My plot’s going nowhere.
I can’t seem to get past chapter three.
Think it’s a plotting problem?
Well, it might be but most of the time it’s a character problem.
You’ve spent weeks working on your plot but haven’t given any thought to the type of person or persons who will live your plot.
A plot can’t exist without characters to live it.
The people who take your reader by the hand and say, come along with me, I’ve got this great story to show you.
Some people struggle with creating characters but for some it’s second nature. Either way, here are some exercises for you to try using your intended character.
They all serve one purpose and that’s for you to get to know them better. The better you know that character, the easier it is to write your story because you know them like an old friend, Their wants, their quirks, what drives them on, what drives them crazy, and how they react in any given situation.
Strangers in the Night
Imagine you and your character have never met before but you get stranded someplace or have to spend a few hours with them. Maybe in the waiting room of a hospital or waiting for your vehicles to be towed when you both hit ice and slide off the road. Use this exercise to start up a conversation. How does it actually start and who starts it? What do you talk about? What do you think about this person? Where does the conversation head? How do you say goodbye?
Imagine you’ve done something that makes your character angry. Maybe you’ve taken their parking spot or driven over their prized flower collection in their front yard. What do they say to you and how do they react? Are they aggressive or do they take a more subtle approach?

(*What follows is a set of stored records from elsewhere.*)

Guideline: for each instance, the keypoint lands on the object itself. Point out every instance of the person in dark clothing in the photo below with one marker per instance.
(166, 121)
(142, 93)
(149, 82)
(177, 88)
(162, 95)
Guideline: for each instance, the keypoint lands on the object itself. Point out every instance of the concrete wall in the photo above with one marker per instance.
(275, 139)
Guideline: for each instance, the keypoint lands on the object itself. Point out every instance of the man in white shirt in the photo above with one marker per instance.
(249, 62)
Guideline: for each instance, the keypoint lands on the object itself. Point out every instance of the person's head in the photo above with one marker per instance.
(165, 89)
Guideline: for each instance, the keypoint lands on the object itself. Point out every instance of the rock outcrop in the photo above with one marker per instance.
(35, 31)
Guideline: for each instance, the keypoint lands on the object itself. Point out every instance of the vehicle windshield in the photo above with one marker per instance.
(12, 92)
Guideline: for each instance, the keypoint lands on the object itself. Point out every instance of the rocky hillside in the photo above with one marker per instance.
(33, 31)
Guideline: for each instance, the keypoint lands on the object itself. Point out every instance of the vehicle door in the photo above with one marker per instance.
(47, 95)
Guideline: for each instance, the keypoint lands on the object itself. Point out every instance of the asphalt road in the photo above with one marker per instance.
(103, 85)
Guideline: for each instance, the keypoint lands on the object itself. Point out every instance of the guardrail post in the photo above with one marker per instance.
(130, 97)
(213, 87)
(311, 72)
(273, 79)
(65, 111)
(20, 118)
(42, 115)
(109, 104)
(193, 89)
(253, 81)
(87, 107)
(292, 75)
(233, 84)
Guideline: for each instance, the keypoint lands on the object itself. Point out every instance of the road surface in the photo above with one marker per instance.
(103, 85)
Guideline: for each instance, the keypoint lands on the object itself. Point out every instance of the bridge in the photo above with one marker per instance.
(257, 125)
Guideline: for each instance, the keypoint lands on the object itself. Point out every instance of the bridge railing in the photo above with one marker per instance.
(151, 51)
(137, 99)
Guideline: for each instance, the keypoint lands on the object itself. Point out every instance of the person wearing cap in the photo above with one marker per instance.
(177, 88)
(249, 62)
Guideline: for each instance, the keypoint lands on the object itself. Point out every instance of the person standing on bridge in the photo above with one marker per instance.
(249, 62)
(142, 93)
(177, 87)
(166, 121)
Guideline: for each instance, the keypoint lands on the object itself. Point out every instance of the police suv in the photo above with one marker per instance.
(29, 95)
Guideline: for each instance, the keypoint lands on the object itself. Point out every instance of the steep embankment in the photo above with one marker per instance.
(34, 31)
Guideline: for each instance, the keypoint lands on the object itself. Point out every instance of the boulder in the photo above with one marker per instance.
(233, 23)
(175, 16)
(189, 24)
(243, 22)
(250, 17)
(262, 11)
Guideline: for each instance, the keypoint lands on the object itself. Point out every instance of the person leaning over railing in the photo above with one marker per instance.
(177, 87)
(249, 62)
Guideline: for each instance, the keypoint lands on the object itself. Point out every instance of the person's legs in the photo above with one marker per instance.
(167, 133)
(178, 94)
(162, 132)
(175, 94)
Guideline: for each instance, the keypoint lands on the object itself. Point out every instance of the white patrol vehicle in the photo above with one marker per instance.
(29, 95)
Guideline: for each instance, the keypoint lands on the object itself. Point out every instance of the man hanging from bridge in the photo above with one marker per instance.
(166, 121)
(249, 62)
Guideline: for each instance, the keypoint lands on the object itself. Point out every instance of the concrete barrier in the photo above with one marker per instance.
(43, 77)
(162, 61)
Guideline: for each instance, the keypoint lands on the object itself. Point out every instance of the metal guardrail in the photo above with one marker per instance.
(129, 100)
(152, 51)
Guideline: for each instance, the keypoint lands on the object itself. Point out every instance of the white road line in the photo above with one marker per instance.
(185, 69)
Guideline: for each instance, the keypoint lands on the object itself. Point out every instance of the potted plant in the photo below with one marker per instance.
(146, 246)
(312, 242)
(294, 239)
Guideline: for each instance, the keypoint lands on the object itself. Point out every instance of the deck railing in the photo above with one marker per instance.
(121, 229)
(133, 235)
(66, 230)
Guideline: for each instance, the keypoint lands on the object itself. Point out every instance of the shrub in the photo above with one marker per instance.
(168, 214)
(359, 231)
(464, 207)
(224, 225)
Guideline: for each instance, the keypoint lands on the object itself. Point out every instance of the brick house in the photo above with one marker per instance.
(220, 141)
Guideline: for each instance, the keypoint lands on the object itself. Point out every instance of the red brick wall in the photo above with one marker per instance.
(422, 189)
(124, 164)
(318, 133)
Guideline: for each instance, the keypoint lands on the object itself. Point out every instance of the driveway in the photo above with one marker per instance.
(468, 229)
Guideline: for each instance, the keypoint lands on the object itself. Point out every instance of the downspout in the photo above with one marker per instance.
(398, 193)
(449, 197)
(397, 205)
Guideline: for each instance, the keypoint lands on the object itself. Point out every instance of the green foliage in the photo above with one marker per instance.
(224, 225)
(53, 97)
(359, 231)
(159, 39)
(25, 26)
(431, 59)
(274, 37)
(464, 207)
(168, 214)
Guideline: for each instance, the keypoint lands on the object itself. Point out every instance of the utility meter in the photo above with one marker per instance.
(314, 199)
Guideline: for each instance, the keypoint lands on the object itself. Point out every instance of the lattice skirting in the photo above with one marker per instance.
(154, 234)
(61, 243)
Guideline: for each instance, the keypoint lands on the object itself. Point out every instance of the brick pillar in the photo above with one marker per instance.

Your Character Becomes Your Favorite Character
We all have favorite characters in books so pick one and replace your own character with him or her. Choose a scene and rewrite it using your own character. How are things different in regards to dialogue and outcome?
First and Third Person
Take a chapter that you’ve already written that features your character and if it’s in first person change it to third and vice versa. What does your character reveal in each scenario?
Imagine your character five or ten years from now. How do you envision them? Do they live in the same place, have the same friends? Married, divorced, children maybe. Changed jobs, changed careers?